The Atlanta Journal-Constitution
Asian leaders agree to improve ties
U.S. envoy pleased with fresh effort to improve strained relationship.
SEOUL, SOUTH KOREA — A senior U.S. official said Wednesday an unexpected meeting this week between the leaders of South Korea and Japan was an “encouraging sign” that the Asian U.S. allies are on track to improve a relationship strained by deep disagreements over trade and history.
David Stilwell, U.S. assistant secretary of state for East Asia and the Pacific, spoke while visiting South Korea weeks before the expiration of a military intelligence-sharing agreement between Seoul and Tokyo. The Trump administration has been pressuring its allies to keep the deal, which symbolizes the countries’ trilateral security cooperation with Washington in face of the
North Korean nuclear threat and China’s growing influence.
On Monday, South Korean President Moon Jae-in initiated an 11-minute meeting with Japanese Prime Minister Shinzo Abe on the sidelines of a regional forum in Thailand, the latest step taken by Seoul to de-escalate the feud with the deadline on the military agreement approaching.
“President Moon and Prime
Minister Abe had the opportunity to talk and that’s an encouraging sign as we watched the relationship improve,” Stilwell told reporters after a meeting with South Korean Foreign Minister Kang Kyung-wha.
Seoul’s Foreign Ministry said in a statement that during her talks with Stilwell and Keith Krach, U.S. undersecretary of state for economic growth, energy and the environment, Kang explained South Korean efforts to find “rational solutions” through dialogue over the issues with Japan.
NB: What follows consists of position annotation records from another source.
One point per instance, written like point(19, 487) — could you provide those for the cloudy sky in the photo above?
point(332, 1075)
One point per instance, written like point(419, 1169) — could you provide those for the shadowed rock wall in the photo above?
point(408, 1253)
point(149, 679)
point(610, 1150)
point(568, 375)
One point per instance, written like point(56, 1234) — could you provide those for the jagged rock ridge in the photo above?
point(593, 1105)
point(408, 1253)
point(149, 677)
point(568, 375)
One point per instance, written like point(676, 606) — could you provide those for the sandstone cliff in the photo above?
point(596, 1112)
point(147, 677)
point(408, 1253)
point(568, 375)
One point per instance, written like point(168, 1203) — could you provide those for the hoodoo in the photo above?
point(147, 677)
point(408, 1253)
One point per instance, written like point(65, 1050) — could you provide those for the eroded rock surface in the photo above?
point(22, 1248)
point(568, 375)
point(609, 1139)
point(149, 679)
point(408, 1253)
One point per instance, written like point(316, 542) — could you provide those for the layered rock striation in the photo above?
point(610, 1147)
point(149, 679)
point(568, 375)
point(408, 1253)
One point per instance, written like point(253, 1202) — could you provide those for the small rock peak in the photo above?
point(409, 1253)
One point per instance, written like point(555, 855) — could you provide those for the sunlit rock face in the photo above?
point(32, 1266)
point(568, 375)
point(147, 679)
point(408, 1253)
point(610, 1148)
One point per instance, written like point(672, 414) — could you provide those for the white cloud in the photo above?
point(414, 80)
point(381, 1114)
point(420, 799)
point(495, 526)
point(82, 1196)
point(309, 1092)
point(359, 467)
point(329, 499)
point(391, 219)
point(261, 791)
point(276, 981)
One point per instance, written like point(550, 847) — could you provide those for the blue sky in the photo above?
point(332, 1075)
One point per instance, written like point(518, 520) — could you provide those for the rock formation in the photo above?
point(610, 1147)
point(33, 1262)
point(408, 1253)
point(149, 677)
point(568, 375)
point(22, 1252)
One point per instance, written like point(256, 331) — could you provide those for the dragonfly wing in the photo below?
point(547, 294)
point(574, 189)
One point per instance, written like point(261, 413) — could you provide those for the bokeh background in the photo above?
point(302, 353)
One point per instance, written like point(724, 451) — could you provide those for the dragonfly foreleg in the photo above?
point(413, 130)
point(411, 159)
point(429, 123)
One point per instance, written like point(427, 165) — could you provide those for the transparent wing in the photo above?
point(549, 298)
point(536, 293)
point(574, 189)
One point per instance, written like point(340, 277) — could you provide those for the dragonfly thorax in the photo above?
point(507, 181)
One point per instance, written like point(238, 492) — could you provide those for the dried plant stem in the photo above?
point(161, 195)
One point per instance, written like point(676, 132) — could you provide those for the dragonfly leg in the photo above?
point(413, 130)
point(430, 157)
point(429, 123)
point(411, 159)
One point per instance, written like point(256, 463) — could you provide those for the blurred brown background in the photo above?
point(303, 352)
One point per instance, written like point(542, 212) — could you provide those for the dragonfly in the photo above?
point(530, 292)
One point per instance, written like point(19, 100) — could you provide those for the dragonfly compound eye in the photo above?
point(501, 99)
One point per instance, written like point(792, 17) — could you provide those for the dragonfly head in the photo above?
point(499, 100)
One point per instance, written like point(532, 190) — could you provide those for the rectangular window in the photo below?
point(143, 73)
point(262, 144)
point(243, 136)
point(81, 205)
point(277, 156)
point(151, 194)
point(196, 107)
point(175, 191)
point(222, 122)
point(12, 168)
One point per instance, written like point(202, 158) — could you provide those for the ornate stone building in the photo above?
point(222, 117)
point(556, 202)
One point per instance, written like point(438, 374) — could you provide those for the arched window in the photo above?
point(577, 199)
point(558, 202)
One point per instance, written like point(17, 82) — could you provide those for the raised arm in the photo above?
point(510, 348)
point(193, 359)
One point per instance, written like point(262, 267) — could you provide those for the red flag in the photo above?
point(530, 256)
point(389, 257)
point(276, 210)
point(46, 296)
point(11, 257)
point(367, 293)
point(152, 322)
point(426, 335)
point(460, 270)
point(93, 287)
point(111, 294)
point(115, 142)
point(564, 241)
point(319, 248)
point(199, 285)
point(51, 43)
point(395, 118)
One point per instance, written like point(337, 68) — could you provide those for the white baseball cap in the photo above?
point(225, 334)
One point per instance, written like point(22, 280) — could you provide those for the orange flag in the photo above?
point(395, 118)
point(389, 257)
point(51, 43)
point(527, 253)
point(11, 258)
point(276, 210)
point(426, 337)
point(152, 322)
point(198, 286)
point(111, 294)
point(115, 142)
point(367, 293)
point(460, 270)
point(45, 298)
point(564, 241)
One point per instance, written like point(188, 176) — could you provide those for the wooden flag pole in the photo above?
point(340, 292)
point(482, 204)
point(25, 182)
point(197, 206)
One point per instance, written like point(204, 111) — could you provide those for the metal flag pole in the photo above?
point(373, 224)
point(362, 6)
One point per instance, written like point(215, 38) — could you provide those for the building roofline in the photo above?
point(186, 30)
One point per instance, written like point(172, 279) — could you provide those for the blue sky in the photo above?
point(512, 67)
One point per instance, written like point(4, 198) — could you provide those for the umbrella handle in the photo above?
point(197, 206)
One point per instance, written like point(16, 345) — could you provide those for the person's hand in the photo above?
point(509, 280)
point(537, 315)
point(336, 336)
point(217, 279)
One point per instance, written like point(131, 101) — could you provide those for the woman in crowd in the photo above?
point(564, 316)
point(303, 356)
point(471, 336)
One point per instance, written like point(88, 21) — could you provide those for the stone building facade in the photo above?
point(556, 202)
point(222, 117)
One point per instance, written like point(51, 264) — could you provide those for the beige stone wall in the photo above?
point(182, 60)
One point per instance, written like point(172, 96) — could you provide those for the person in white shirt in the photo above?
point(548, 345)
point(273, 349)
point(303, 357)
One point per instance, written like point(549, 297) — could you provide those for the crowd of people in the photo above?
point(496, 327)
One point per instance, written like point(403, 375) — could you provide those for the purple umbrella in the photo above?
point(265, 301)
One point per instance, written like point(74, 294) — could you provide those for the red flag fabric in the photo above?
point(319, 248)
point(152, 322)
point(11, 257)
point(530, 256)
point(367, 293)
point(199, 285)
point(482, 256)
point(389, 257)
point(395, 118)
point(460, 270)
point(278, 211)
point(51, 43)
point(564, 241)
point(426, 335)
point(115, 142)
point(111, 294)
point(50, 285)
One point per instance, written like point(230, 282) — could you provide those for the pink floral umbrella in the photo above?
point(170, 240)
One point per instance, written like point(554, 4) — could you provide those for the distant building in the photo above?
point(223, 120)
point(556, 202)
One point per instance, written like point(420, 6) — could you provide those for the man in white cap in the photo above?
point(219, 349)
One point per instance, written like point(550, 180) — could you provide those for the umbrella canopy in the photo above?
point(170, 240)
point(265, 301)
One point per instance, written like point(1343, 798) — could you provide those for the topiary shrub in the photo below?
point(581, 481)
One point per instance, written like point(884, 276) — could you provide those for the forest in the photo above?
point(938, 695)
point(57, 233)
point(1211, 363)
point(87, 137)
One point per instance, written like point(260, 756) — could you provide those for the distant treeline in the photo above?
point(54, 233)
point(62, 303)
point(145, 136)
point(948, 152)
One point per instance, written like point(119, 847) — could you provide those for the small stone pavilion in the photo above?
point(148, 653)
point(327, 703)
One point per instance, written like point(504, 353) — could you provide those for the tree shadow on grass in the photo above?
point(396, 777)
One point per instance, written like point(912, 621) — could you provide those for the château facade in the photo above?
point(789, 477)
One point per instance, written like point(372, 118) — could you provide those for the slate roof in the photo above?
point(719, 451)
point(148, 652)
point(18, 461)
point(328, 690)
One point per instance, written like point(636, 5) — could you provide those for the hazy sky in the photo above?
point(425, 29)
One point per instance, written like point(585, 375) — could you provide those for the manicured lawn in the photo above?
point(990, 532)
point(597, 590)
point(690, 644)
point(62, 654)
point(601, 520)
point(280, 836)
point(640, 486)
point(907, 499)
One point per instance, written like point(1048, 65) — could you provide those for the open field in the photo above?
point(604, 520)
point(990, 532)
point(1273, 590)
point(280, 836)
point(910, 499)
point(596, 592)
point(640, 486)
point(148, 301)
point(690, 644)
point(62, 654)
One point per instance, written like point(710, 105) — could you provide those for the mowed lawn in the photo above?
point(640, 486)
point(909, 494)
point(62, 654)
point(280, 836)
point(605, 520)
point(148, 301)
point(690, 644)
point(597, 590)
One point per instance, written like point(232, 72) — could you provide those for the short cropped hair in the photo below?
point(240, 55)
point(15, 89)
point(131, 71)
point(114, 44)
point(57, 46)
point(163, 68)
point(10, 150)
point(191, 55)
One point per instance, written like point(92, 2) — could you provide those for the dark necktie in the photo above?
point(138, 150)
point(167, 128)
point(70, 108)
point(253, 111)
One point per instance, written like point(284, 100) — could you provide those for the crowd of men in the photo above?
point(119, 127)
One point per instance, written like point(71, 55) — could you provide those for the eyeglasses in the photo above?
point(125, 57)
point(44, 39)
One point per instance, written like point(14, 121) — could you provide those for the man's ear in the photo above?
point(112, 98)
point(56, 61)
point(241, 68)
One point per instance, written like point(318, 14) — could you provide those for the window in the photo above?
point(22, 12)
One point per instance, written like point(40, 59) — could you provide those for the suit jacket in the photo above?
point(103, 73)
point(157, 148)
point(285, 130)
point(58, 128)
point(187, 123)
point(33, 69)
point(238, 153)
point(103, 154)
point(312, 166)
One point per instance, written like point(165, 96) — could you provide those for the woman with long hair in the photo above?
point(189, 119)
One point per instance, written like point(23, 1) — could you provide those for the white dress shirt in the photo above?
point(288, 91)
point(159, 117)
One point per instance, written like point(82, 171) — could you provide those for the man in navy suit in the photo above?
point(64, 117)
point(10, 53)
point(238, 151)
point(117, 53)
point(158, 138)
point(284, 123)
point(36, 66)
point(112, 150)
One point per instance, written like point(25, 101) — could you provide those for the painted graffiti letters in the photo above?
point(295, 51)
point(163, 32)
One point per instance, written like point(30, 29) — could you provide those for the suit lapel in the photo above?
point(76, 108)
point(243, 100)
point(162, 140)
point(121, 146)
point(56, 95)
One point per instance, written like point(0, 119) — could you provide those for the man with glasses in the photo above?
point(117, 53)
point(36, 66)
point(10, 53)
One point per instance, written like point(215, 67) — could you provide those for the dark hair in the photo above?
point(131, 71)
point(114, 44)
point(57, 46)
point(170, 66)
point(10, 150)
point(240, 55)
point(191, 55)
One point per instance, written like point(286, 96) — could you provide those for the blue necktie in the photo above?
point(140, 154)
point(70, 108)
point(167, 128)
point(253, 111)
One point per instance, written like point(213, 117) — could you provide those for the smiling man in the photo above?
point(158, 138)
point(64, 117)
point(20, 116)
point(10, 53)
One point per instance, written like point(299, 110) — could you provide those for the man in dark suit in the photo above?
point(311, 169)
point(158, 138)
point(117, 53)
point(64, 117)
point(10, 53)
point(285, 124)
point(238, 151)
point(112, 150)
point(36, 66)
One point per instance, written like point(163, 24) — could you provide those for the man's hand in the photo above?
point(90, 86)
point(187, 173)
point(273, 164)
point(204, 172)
Stilwell also met with Kim Hyunchong, deputy chief of South Korea’s presidential National Security Office, and they had “constructive and future-oriented” talks over the Seoul-Tokyo military pact and ongoing negotiations between Washington and Seoul on sharing the costs for keeping U.S. troops in South Korea, the presidential Blue House said. South Korean and U.S. officials didn’t share specifics.